La successiva "The Night And The Silent Water", poi, è qualcosa di semplicemente strabiliante, decisamente fuori dal comune, nessun altro avrebbe potuto scriverla. Gli assoli distorti, le magnifiche ed avvolgenti aperture melodiche, gli stacchi acustici di un'intensità emozionale inconcepibile, le intense accelerazioni... due chitarre che si intrecciano l'un l'altra con un'armonia sbalorditiva, passaggi naturali dal growl al pulito, da suoni freddi ed aggressivi ad altri caldi, delicati ed avvolgenti... non mi stancherò mai e poi mai di ascoltarla; probabilmente sarebbe bastato comporre questa canzone, per Mikael Akerfeldt, per elevarsi a titolo di genio assoluto, scrivendo alcuni dei riff più spettacolari che abbia mai ascoltato in vita mia... Una delle canzoni simbolo degli Opeth, a mio parere.
Anche "Nectar" è semplicemente splendida: il gruppo si incattivisce proponendo una carica ed un'intensità affascinante, con un'incantevole sensibilità drammatica di fondo...
Spero solo di non aver concluso le parole per parlare dell'immensa "Black Rose Immortal"... La "canzone" per eccellenza: oltre 20 minuti uno più bello dell'altro. Gli Opeth racchiudono un'incommensurabile complessità in una compattezza talmente naturale da lasciare a dir poco a bocca aperta. Emozioni che si susseguono una dopo l'altra, ogni singola parte della canzone è viva di per sé e colpisce dritto al cuore: 20 minuti composti con una fantasia che definire miracolistica è usare un eufemismo, melodie diverse che si concatenano squisitamente l'un l'altra e fanno piangere il cuore per quanto sono belle!

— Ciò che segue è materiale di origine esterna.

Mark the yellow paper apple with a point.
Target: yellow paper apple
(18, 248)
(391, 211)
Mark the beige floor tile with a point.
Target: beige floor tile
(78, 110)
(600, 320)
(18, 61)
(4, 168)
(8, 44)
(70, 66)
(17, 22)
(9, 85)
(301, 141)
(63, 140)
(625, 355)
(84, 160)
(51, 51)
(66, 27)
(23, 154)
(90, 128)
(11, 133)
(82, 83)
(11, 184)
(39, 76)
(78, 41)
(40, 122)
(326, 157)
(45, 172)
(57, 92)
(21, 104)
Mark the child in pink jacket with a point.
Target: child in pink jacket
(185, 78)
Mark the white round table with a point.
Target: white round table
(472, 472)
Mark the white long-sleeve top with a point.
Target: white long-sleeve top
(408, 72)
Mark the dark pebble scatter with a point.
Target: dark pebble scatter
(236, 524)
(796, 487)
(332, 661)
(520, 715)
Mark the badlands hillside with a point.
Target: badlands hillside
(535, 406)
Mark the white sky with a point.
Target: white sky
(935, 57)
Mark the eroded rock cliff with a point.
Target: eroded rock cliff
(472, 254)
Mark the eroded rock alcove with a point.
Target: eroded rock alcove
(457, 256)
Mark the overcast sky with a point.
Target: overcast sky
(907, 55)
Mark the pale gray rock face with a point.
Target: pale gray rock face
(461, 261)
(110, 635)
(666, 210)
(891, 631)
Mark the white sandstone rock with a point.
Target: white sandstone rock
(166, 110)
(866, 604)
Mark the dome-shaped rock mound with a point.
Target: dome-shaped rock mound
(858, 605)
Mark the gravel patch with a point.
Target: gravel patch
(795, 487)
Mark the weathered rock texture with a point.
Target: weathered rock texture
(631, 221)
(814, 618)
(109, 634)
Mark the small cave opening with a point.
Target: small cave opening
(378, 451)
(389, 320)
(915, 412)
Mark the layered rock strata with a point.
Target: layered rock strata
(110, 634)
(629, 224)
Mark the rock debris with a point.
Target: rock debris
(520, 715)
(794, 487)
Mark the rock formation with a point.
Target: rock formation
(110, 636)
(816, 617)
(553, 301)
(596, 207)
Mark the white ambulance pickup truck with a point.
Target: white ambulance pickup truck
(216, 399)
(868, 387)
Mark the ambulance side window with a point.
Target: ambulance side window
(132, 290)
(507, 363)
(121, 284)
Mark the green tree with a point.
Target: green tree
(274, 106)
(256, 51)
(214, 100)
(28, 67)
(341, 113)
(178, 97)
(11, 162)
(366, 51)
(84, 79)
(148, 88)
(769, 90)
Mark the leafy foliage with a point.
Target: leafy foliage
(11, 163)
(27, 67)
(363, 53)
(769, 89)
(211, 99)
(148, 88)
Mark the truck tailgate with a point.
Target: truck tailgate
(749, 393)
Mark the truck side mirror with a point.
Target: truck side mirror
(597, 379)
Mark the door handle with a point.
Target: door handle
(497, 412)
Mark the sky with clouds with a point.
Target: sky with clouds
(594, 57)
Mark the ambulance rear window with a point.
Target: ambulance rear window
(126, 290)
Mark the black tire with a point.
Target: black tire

Dopo aver ascoltato una canzone del genere viene spontaneo chiedersi se sia legittimo definire Mikael Akerfeldt il migliore compositore del mondo... Sinceramente non credo che qualcun altro sarebbe riuscito a scrivere "Black Rose Immortal". Una canzone divina, inumana, non vorrei esagerare ma qui sembra di stare a contatto con una musica sovrannaturale! Ma la maggiore profondità la troviamo nella semi acustica "To Bid You Farewell"... voce pulita, arpeggi acustici e note intimistiche che risvegliano in noi le sensazioni più nascoste.
Geniali, incredibili, inconcepibili, sbalorditivi, divini.

Se non amate quest'album non potete dire di amare la musica.